Definitely love to see pics!


----------



## bluemilk (Oct 3, 2005)

Well,this weekend my friends are setting out a trap. Last night,we tried to catch her. I made some kissy sounds and she came right up to me. Then I tried to pick her up and she clawed my hand! They felt bad that they didn't have her ready to go,but she's still being elusive. She seems to be enjoying this game!


----------



## jusjim (Jun 30, 2009)

*Tongue firmly in cheek*

Since I've been coming to this site I've seen many posts from people who've got a new Kitty. This can be a kitten aged just a few weeks, or perhaps a senior ust adopted.

However, I get puzzled. When does a new kiitty become an old kiitty? At what age does a new kitten become an old kitten? Does a new kitten ever become a middle aged kitten? When does a kitten graduate to cat status?

Just wondering :grin:


----------



## bluemilk (Oct 3, 2005)

Gypsy's a kitten,still,biologically. She'll ALWAYS be something of a kitten! She's really enjoying 'outwit the humans!' But I haven't given up yet. Take care Gypsy,I'm headed there right now! lol! Seriously,I think she'll be caught when she wants to be caught.


----------



## NebraskaCat (Jan 15, 2013)

I'm wondering how Robin Hood will respond to this young lady.


----------



## librarychick (May 25, 2008)

jusjim said:


> Since I've been coming to this site I've seen many posts from people who've got a new Kitty. This can be a kitten aged just a few weeks, or perhaps a senior ust adopted.
> 
> However, I get puzzled. When does a new kiitty become an old kiitty? At what age does a new kitten become an old kitten? Does a new kitten ever become a middle aged kitten? When does a kitten graduate to cat status?
> 
> Just wondering :grin:


I think it depends on a BUNCH of things.

I use 'kitty' to describe any cat.

Kitten to me means any cat under a year old, or a state of mind that they never leave. I still call my muffin a 'kitten' regularly, even though he's 5 because his behavior is the same as a 9 month old cat...minus several magnatudes worth of energy thank goodness, lol.

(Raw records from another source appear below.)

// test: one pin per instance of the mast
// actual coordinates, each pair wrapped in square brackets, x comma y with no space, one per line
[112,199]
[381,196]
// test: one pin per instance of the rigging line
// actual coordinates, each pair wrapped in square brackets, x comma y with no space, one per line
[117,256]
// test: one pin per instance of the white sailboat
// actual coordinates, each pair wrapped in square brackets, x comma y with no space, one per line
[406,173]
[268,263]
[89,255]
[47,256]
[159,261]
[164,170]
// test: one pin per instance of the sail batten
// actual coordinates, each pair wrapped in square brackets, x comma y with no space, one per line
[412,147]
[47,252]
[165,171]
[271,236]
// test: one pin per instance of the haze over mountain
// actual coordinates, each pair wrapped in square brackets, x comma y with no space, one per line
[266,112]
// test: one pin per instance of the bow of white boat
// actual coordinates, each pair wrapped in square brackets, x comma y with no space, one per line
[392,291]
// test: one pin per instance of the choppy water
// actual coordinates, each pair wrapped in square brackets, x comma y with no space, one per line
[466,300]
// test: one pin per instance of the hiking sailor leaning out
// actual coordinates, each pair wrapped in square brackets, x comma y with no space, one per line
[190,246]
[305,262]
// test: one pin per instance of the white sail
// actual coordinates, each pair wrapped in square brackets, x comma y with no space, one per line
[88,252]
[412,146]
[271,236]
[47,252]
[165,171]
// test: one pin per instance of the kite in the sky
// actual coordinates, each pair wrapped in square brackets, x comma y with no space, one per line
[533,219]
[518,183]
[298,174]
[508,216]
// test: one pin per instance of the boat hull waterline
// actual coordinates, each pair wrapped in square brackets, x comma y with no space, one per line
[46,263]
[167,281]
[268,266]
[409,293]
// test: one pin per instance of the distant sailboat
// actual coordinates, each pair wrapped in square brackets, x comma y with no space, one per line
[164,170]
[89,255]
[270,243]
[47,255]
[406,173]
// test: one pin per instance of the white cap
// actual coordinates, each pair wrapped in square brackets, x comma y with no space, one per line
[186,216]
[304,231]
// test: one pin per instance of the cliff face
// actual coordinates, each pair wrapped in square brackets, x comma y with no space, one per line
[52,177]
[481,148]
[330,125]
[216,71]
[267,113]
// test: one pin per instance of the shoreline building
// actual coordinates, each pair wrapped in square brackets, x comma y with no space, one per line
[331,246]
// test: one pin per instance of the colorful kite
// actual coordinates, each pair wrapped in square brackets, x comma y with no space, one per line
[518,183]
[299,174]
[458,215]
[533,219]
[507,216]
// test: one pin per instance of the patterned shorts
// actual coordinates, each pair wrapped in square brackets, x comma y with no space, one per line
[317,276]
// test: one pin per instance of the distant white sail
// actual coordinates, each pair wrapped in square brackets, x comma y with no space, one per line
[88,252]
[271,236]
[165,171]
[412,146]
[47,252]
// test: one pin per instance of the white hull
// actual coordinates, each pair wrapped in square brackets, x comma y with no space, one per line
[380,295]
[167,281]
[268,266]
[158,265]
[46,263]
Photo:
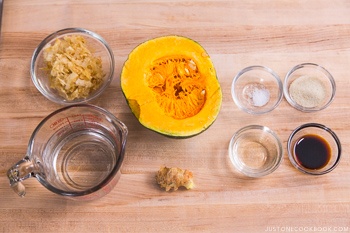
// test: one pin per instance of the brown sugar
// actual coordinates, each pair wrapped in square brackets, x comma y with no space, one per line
[308,91]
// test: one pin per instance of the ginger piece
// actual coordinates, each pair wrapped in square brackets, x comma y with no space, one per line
[169,178]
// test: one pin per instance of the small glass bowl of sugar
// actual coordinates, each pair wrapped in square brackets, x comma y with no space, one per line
[257,90]
[309,87]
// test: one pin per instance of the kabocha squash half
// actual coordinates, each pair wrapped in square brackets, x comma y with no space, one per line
[171,86]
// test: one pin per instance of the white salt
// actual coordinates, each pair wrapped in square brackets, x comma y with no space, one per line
[260,97]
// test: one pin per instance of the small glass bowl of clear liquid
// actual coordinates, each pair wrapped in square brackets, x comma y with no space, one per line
[255,151]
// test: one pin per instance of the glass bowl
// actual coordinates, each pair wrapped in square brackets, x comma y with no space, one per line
[314,149]
[255,151]
[40,73]
[309,87]
[257,90]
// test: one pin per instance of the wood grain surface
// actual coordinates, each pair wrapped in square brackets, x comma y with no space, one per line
[236,34]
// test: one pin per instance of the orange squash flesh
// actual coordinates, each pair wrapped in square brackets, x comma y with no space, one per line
[171,86]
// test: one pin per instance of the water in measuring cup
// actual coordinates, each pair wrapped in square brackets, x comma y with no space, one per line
[82,159]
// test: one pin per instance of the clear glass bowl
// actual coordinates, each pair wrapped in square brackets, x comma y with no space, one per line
[255,151]
[95,43]
[309,87]
[322,134]
[257,90]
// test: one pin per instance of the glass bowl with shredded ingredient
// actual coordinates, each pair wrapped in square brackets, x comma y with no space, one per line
[255,151]
[72,65]
[309,87]
[257,90]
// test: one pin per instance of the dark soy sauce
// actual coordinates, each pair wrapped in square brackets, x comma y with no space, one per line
[312,151]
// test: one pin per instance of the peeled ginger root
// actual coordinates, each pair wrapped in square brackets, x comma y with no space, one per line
[169,178]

Teens to me are the period between 9 months and 1-2 years. Depends on the cat and their behaviour. Again, I also call Doran a 'teen' 'cause that's about where his behavior is at.

I ALWAYS call Jitzu a cat...unless I'm teasing her. Then I'll call her Princess or kitten. If anyone else calls her those things (my BF included) they get the cold shoulder for a while, but she just glares at me for a bit then gives up. It's cute  She's an adult, mentally and physically.


----------



## kittiesmom (Aug 27, 2013)

Hi Bluemilk, how's it going, have you managed to catch Gipsy yet. some photos when you do please.


----------



## Leazie (Apr 14, 2007)

:catmilk:catmilkHere Gypsy, Gypsy...your new new Daddy is waiting


----------



## Mitts & Tess (Sep 4, 2004)

Anxious to hear if you caught the little bugger! Cant wait for pictures!


----------



## 10cats2dogs (Jun 16, 2013)

So is Gypsy still eluding you all??!! 
Looking for an update when you catch this little girl!


----------



## bluemilk (Oct 3, 2005)

A hav-a-heart trap waits in the rain. So by the end of this week,if she's not trap shy,there may be another set of little paws pitter-pattering in my apartment! 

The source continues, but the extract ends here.